Assad’s future has been a main point of disagreement with the opposition demanding that he has no role in Syria’s future even during the transitional period while the government delegation saying any talk about the president’s future is a red line.
De Mistura said later that “I clearly indicated that I did not share the idea” and that it “simply came up as one of the many ideas that are being floated by various experts in trying to analyze the current gap between the concepts of political transition of the government and the opposition.”
“It is therefore a storm in a tea cup,” the envoy said.
Opposition official Yahya Kodmani said in Geneva that de Mistura told them that an expert suggested to the envoy that Assad stays and in return “the three vice presidents will be from the opposition. We consider that we did not hear this suggestion because we categorically reject it.”
“We insist that a political solution be based on international resolutions and this (suggestion) is not mentioned in international resolutions,” Kodmani said insisting on a transitional governing body with full executive powers to take over power during the transitional period.
The HNC’s chief negotiator Mohammed Alloush, when asked if de Mistura gave them an offer, responded by telephone text message: “Yes it is true but it is impossible to even think about it.”
Officials at de Mistura’s office were not available for comment because of the weekend.
Earlier this week, the HNC’s spokesman Salem Al Meslet said they would accept that members of Assad’s government could be included in a possible future transitional authority — but not Assad himself.

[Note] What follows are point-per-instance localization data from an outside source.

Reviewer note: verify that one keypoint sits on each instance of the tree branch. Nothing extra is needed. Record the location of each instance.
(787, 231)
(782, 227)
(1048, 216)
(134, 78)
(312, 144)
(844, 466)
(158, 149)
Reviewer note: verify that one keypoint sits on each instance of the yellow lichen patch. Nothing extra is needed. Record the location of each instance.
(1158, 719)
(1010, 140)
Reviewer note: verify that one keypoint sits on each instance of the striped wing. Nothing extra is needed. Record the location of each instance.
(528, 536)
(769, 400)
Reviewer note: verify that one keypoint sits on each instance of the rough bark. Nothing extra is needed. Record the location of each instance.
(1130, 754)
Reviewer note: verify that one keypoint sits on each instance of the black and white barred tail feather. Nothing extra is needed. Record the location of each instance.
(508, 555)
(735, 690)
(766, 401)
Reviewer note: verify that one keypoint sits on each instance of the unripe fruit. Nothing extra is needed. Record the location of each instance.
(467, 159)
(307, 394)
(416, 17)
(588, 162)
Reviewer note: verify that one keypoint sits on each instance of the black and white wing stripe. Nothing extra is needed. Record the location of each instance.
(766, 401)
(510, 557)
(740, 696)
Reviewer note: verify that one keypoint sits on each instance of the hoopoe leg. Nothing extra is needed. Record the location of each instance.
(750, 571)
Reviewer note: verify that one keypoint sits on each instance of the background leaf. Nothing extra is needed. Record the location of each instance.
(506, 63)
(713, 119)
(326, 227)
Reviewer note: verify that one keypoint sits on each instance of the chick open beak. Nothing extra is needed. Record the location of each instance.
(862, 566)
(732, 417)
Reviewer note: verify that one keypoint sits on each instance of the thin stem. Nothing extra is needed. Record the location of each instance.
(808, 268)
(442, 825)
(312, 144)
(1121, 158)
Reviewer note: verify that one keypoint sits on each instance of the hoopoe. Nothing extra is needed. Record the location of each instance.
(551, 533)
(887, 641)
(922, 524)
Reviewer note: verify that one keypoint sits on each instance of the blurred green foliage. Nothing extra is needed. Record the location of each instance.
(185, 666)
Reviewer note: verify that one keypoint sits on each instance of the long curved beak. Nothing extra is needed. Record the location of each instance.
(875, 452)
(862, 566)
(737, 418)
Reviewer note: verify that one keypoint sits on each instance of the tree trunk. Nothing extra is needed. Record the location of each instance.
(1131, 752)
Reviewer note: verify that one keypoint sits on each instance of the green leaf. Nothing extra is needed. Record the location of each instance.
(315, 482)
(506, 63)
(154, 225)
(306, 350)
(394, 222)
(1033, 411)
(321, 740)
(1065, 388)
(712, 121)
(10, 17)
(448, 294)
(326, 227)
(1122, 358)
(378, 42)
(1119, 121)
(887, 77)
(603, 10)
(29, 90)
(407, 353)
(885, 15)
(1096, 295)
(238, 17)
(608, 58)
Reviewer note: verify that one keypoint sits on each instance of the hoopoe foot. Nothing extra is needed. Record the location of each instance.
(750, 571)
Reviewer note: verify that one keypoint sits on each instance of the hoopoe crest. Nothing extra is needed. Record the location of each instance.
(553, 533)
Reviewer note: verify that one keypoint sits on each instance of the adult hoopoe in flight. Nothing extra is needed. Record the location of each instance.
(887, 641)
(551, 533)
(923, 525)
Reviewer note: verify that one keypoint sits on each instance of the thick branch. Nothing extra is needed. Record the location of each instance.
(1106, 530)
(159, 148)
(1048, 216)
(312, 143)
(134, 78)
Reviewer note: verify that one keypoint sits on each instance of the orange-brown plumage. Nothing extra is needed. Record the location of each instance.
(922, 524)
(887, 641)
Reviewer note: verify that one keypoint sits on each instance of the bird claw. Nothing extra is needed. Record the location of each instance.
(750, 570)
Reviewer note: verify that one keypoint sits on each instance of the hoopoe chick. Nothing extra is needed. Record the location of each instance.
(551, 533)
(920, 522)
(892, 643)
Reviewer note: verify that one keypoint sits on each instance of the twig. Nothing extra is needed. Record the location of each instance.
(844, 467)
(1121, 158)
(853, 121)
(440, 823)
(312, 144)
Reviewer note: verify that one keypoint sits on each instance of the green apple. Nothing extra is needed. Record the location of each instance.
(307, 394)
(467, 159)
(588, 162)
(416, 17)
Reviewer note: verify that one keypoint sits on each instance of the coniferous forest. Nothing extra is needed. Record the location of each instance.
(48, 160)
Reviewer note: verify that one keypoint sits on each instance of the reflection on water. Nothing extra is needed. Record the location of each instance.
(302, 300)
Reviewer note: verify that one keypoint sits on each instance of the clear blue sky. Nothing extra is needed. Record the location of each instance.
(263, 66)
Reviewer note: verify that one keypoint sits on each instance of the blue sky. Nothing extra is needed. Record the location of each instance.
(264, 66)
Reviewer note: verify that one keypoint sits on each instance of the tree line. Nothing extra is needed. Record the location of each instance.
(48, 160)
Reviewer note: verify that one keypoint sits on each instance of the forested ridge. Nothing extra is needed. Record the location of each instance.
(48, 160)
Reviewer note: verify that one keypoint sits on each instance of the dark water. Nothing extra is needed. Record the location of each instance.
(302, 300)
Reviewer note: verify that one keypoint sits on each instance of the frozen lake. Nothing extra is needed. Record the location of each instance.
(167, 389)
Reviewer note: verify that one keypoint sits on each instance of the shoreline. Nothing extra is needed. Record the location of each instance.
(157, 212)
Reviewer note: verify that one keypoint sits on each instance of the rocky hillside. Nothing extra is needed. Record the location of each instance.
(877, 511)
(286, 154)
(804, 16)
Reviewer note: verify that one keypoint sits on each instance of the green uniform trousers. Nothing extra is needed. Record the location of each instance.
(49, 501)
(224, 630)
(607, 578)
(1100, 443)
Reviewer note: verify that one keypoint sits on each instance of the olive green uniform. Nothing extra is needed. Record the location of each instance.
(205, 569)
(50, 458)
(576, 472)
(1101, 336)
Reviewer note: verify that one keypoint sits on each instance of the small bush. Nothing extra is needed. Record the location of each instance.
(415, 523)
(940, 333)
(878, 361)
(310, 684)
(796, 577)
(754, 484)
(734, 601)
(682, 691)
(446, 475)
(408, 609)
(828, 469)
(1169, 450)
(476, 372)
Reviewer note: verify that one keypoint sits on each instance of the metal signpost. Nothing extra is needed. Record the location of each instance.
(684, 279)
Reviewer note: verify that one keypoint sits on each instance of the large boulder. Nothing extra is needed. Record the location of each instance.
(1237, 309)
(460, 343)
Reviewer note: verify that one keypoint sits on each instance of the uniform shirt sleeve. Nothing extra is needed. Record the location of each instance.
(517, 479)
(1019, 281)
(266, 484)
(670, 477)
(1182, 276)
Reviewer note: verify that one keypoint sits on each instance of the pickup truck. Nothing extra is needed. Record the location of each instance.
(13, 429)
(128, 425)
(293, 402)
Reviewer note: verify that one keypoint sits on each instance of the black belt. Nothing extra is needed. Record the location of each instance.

Al Meslet said the HNC wouldn’t object to members of Assad’s coterie taking part in an internationally sought Transitional Governing Body that would help Syria emerge from war “as long as they are not involved in killing, they are not involved in crimes.” In Syria meanwhile, the IS group captured more than a dozen villages and hills during a fresh offensive in northern Syria, opposition activists said on Saturday. The IS territorial gains bring the extremist group close to the main highway that links the capital, Damascus, with the country’s largest city of Aleppo.
IS also clashed with rival insurgent groups near the border with Turkey where they have been on the offensive for days, forcing tens of thousands of residents to flee toward safer areas near Turkey.
The Britain-based Syrian Observatory for Human Rights said the fighting between IS and government forces is concentrated in areas east of the town of Khanaser, which has changed hands several times in recent months.
An activist based in Aleppo said via Skype that IS launched its latest offensive in the area a day earlier and by Saturday was in control of some 18 small villages. The activist spoke on condition of anonymity for fear of reprisals from IS.
Khanaser is strategic since it’s on the highway that links government-held parts of Aleppo with the rest of the country.